If Steven's mother had come up to the school this morning and demanded that her son be taken out and put in a place where he wouldn't be bullied and threatened, I would have handed her the appropriate forms and helped her with the process. I could not imagine an uglier scene than I saw today on our playground.
Let me begin again: I was in the office just before eight o'clock, preparing myself for another day of herding cats, metaphorically speaking, when Steven's little brother and sister ran in and told me that, "the boys are beating on Steven!" Past experience has informed my reactions, and so I hustled outside to see exactly what was going on. Sure enough, there was a mob of boys (if any number higher than ten can be considered a mob) chasing Steven across the yard. From a distance, it looked like it might have been a game of tag or keep away, but since there was no ball in sight and all the attention seemed to be focused on one kid, instead of one kid chasing a group, I moved to cut off the main pursuit.
When I yelled from across the yard with my best teacher voice, some of the less intense kids fell away, but it wasn't until I got between Steven and the gang of a dozen or so boys chasing him that the mob pulled up. I picked out the ones I recognized immediately as mine, and then started picking out the ringleaders. By this point, Steven was growling and snarling and was not listening to anyone. He ran away. I chose to stick with the mob.

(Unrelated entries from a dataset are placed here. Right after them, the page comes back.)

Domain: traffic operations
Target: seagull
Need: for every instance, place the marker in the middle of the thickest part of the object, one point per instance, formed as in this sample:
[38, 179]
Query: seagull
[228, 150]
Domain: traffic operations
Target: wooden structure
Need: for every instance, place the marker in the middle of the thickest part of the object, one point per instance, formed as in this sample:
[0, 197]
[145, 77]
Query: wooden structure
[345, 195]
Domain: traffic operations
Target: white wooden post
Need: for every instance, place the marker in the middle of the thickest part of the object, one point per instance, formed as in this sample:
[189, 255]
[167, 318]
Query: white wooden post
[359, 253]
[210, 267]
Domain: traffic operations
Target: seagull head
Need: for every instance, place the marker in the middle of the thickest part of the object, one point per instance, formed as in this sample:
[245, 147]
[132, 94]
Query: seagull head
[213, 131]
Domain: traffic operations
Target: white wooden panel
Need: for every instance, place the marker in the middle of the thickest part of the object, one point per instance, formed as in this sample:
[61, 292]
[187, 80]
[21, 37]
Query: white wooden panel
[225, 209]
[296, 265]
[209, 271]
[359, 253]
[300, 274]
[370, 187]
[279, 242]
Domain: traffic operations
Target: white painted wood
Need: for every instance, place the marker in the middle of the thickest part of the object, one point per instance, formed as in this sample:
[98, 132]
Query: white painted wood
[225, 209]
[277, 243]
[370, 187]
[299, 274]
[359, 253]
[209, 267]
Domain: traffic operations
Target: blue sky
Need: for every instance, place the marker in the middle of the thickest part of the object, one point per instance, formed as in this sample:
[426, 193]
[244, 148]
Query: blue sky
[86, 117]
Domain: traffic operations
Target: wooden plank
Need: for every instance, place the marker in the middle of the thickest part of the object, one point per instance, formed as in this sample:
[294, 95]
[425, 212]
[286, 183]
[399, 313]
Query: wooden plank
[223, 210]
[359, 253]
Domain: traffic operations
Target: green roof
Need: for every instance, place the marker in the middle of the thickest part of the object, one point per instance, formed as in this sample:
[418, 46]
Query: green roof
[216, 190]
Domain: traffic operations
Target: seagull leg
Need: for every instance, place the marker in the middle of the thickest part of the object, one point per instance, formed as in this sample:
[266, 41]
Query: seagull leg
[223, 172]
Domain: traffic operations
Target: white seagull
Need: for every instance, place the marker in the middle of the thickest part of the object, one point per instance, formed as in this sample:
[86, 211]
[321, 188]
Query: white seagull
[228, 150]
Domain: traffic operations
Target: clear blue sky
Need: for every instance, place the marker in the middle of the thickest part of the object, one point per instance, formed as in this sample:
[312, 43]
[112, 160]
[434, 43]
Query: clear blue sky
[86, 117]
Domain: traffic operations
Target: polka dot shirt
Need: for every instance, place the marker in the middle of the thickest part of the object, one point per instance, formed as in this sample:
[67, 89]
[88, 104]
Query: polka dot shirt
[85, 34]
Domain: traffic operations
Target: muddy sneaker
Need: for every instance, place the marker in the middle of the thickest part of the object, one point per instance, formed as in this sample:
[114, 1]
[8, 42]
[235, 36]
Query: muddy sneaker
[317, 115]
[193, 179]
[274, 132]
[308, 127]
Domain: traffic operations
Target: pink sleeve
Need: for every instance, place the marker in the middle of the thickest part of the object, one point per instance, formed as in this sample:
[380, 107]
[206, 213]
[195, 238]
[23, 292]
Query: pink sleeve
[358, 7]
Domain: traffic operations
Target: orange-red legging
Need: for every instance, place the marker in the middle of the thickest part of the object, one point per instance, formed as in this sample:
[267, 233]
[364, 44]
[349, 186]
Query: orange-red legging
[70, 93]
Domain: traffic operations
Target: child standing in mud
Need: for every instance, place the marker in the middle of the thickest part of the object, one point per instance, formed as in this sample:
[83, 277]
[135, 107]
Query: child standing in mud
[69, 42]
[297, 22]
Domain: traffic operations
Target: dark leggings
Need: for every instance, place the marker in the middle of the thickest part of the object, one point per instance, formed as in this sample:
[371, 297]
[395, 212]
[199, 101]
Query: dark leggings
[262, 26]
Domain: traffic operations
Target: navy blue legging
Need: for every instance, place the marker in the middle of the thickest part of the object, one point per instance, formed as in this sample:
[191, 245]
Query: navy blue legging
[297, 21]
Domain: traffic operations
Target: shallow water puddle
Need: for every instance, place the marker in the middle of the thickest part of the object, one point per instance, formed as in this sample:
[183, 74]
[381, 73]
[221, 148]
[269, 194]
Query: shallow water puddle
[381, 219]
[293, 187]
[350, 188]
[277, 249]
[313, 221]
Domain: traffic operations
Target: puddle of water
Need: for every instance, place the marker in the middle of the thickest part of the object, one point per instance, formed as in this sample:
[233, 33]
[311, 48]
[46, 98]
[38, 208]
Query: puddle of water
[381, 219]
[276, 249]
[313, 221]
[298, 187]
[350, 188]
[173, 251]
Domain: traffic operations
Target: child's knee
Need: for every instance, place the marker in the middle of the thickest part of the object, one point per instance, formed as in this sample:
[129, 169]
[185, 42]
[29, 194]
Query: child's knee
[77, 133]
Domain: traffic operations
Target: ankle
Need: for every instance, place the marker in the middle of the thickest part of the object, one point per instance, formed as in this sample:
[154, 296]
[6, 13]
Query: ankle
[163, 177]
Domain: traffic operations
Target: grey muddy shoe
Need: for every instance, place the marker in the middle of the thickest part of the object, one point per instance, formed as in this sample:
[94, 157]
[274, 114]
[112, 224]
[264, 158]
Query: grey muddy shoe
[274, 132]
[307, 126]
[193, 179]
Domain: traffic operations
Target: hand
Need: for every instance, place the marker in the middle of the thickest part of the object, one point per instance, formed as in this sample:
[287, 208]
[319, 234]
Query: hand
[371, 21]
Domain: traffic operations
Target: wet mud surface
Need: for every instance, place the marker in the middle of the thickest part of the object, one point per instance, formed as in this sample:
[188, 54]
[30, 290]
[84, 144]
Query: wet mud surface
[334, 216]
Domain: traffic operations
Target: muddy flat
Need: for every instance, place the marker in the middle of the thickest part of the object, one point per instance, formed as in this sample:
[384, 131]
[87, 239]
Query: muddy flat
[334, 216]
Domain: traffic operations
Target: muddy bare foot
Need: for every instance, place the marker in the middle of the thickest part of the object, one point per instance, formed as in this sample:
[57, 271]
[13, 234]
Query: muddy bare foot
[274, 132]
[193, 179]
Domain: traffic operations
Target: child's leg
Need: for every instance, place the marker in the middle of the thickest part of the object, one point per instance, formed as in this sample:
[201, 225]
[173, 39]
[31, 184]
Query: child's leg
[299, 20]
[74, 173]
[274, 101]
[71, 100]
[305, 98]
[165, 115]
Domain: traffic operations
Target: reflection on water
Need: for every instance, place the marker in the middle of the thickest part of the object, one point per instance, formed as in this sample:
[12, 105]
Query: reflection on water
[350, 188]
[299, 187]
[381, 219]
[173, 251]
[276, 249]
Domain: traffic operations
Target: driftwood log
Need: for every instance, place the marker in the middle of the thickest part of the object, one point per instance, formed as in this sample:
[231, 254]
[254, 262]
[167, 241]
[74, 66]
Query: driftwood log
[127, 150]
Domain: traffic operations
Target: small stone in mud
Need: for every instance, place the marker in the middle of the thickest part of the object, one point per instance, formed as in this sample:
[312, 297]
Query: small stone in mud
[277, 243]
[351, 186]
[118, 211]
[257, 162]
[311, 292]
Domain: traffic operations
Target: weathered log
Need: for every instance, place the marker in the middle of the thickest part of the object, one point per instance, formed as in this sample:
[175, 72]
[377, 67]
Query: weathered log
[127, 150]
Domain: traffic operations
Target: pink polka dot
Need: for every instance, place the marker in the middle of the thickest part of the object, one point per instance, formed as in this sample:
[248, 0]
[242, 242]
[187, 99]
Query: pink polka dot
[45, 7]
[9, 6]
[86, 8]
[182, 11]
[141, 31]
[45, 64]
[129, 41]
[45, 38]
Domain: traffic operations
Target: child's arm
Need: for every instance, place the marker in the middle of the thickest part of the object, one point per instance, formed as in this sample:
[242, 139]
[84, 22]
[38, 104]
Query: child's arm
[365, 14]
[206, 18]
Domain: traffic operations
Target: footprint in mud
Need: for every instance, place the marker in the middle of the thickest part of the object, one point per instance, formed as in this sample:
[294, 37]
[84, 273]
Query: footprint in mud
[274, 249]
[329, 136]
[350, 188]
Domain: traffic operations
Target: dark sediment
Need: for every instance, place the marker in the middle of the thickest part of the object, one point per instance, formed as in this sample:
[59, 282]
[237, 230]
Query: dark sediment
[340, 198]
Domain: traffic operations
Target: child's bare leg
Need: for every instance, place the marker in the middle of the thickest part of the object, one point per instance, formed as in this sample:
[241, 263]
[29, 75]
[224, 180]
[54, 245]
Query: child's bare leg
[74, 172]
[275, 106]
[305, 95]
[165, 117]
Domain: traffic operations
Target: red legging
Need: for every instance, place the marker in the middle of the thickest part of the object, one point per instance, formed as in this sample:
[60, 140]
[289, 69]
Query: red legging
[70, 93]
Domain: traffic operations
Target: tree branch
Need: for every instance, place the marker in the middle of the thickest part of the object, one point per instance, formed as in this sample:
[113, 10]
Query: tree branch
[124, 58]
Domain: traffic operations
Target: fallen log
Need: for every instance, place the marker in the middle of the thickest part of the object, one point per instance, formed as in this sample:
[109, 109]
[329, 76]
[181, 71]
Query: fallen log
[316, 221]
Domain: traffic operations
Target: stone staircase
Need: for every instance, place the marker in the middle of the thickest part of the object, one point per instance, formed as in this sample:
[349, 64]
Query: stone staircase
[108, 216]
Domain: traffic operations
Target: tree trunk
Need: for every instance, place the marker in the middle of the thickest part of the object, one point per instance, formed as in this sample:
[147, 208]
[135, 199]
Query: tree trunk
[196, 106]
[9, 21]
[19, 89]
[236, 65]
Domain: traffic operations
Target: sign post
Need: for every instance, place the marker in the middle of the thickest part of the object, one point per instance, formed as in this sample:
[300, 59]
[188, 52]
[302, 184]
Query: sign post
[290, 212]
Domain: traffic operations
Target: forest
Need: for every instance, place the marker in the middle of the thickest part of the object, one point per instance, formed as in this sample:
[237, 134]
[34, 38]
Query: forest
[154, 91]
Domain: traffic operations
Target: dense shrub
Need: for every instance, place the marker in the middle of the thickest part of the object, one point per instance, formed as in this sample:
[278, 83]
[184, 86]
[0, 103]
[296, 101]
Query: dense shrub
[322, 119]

Once the details began to filter through, one of my students had been pushed into fighting Steven, and when he turned out to be capable of defending himself against one, the instigators rallied the tiny brains and they set on him as a group. They jumped on his back. They pushed him. They kicked him. They beat on him.
Why? Part of me wishes for some practical explanation: the hyenas going after the wounded gazelle. Part of me wants some measure of frontier justice, where the idiot that shoved my student into the fight in the first place should have a chance to go mano a mano with Steven without all his minions around. Mostly I just wish it never would have happened. What happened to Steven was uncomfortably close to moments in my own childhood. For the first time in thirty years, I remembered a film I loved from The Children's Film Festival on CBS. It was called "Skinny and Fatty", and I spent many lonely afternoons recalling the swarms of elementary school bullies who made my life so much like a movie that I wanted to cry.
And that's how I felt this morning, but I remembered a moment from yesterday: Steven was answering a comprehension question in our after school tutoring program about fish. When I leaned over his shoulder to look at what he was writing, I saw "We have to clean ghoti before we eat them." I started to correct him, but then I realized that he had remembered the anecdotal lesson about the challenges in learning English. "Enough" gives us "gh" as "f", "women" gives is "o" as short "i", and "motion" gives us "ti" for "sh". That's why we spell "fish" g-h-o-t-i. Steven remembered. When I think about that, it makes some of the bad stuff from this morning go away. But not all of it.